In my opinion, comparing for equality (or some equivalence) is a requirement in most situations: standard C++ containers or algorithms with an implied equality comparison functor, like std::unordered_set for example, requires that this comparator be an equivalence relation (see C++ named requirements: UnorderedAssociativeContainer).
Unfortunately, comparing with an epsilon as in abs(a - b) < epsilon does not yield an equivalence relation since it loses transitivity. This is most probably undefined behavior, specifically two 'almost equal' floating point numbers could yield different hashes; this can put the unordered_set in an invalid state.
Personally, I would use == for floating points most of the time, unless any kind of FPU computation would be involved on any operands. With containers and container algorithms, where only read/writes are involved, == (or any equivalence relation) is the safest.
abs(a - b) < epsilon is more or less a convergence criteria similar to a limit. I find this relation useful if I need to verify that a mathematical identity holds between two computations (for example PV = nRT, or distance = time * speed).

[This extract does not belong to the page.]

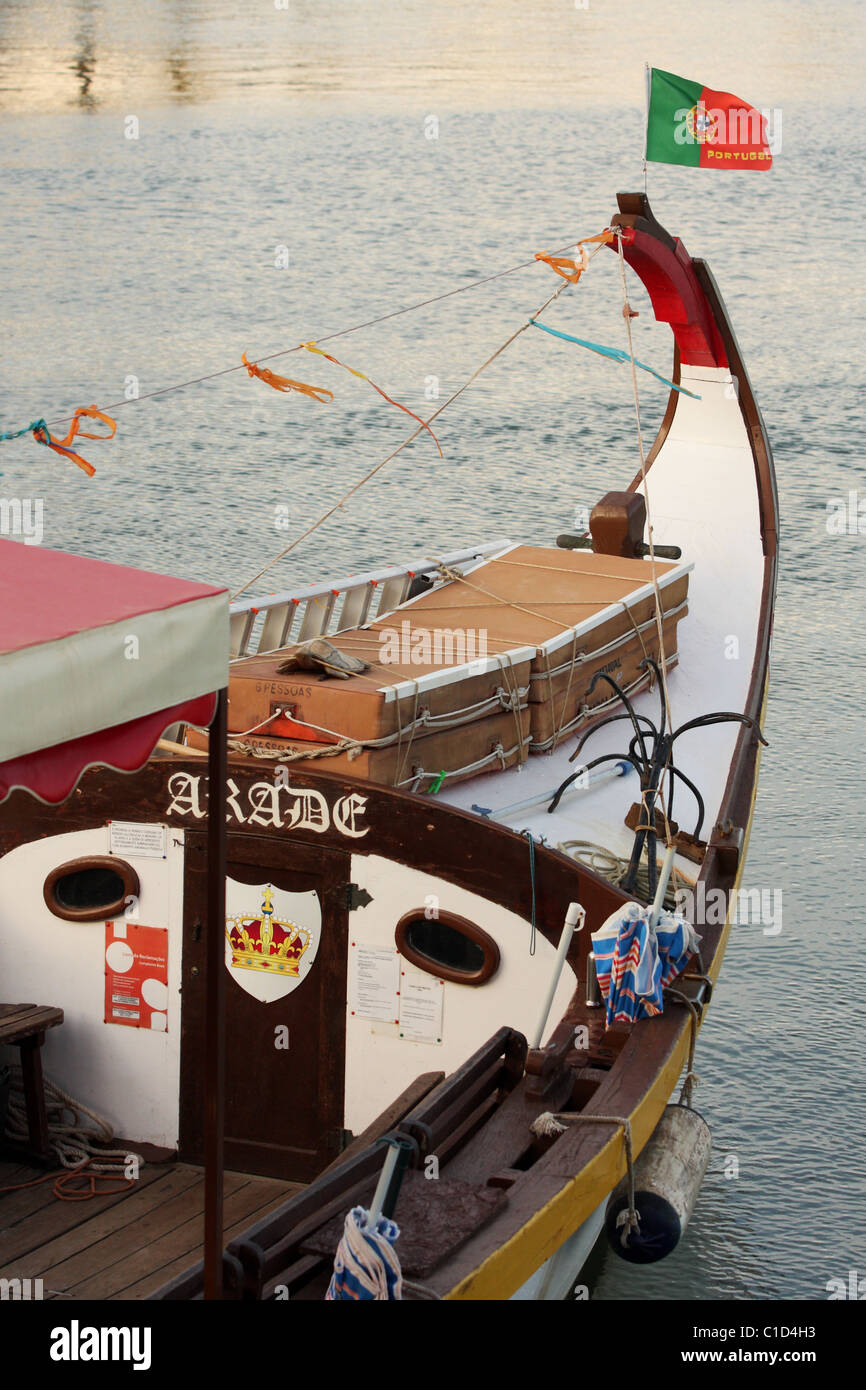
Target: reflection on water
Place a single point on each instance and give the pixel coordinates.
(489, 53)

In short, use == if and only if no floating point computation occur;
never use abs(a-b) < e as an equality predicate;
Yes. 1/x will be valid unless x==0. You don't need an imprecise test here. 1/0.00000001 is perfectly fine. I can't think of any other case - you can't even check tan(x) for x==PI/2
The other posts show where it is appropriate. I think using bit-exact compares to avoid needless calculation is also okay..
Example:
float someFunction (float argument)
{
// I really want bit-exact comparison here!
if (argument != lastargument)
{
lastargument = argument;
cachedValue = very_expensive_calculation (argument);
}
return cachedValue;
}
I would say that comparing floats for equality would be OK if a false-negative answer is acceptable.

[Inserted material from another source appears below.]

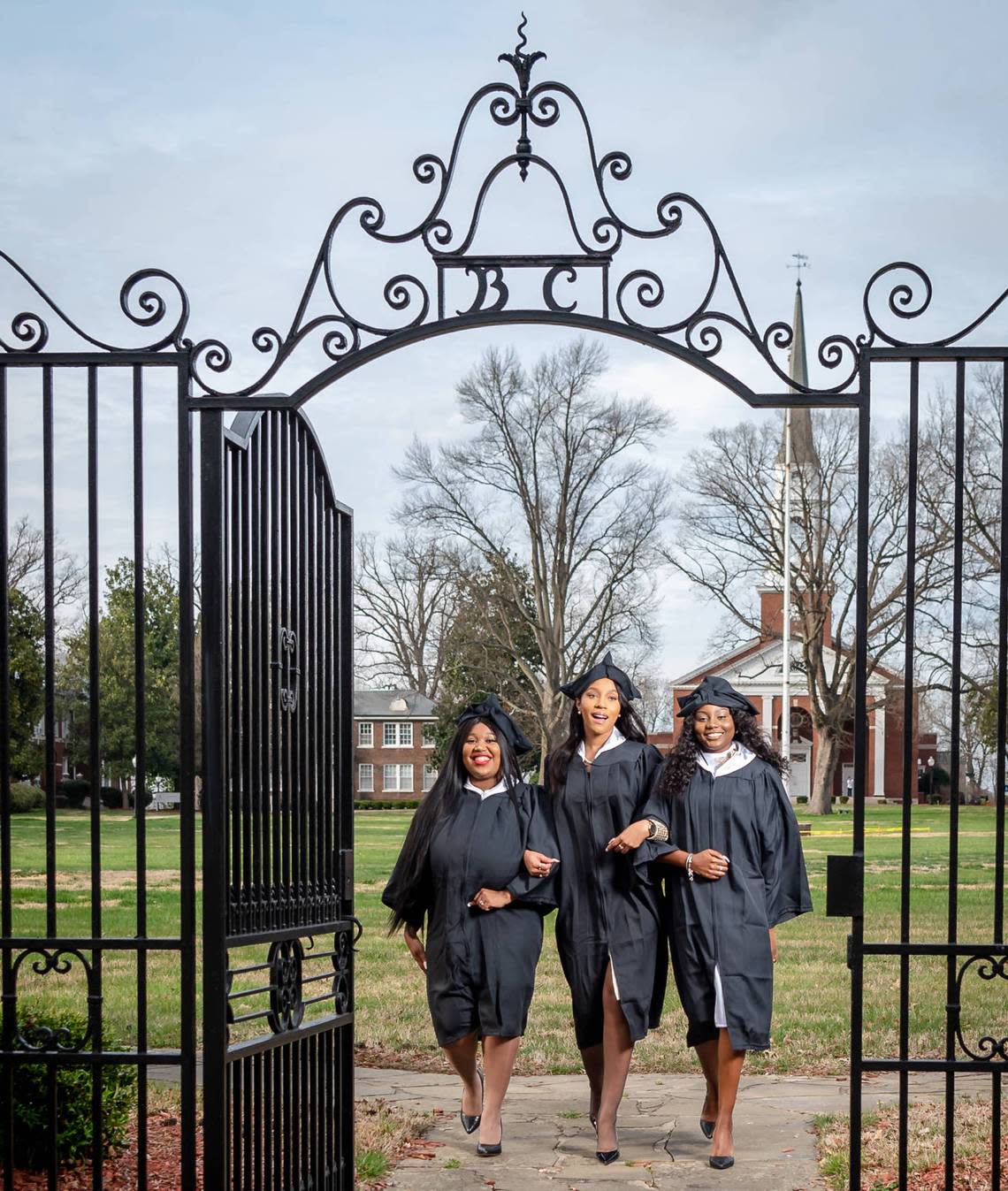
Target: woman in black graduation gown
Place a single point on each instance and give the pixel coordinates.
(462, 868)
(737, 872)
(609, 922)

Assume for example, that you have a program that prints out floating points values to the screen and that if the floating point value happens to be exactly equal to M_PI, then you would like it to print out "pi" instead. If the value happens to deviate a tiny bit from the exact double representation of M_PI, it will print out a double value instead, which is equally valid, but a little less readable to the user.
I have a drawing program that fundamentally uses a floating point for its coordinate system since the user is allowed to work at any granularity/zoom. The thing they are drawing contains lines that can be bent at points created by them. When they drag one point on top of another they're merged.
In order to do "proper" floating point comparison I'd have to come up with some range within which to consider the points the same. Since the user can zoom in to infinity and work within that range and since I couldn't get anyone to commit to some sort of range, we just use '==' to see if the points are the same. Occasionally there'll be an issue where points that are supposed to be exactly the same are off by .000000000001 or something (especially around 0,0) but usually it works just fine. It's supposed to be hard to merge points without the snap turned on anyway...or at least that's how the original version worked.
It throws of the testing group occasionally but that's their problem :p
So anyway, there's an example of a possibly reasonable time to use '=='. The thing to note is that the decision is less about technical accuracy than about client wishes (or lack thereof) and convenience. It's not something that needs to be all that accurate anyway. So what if two points won't merge when you expect them to? It's not the end of the world and won't effect 'calculations'.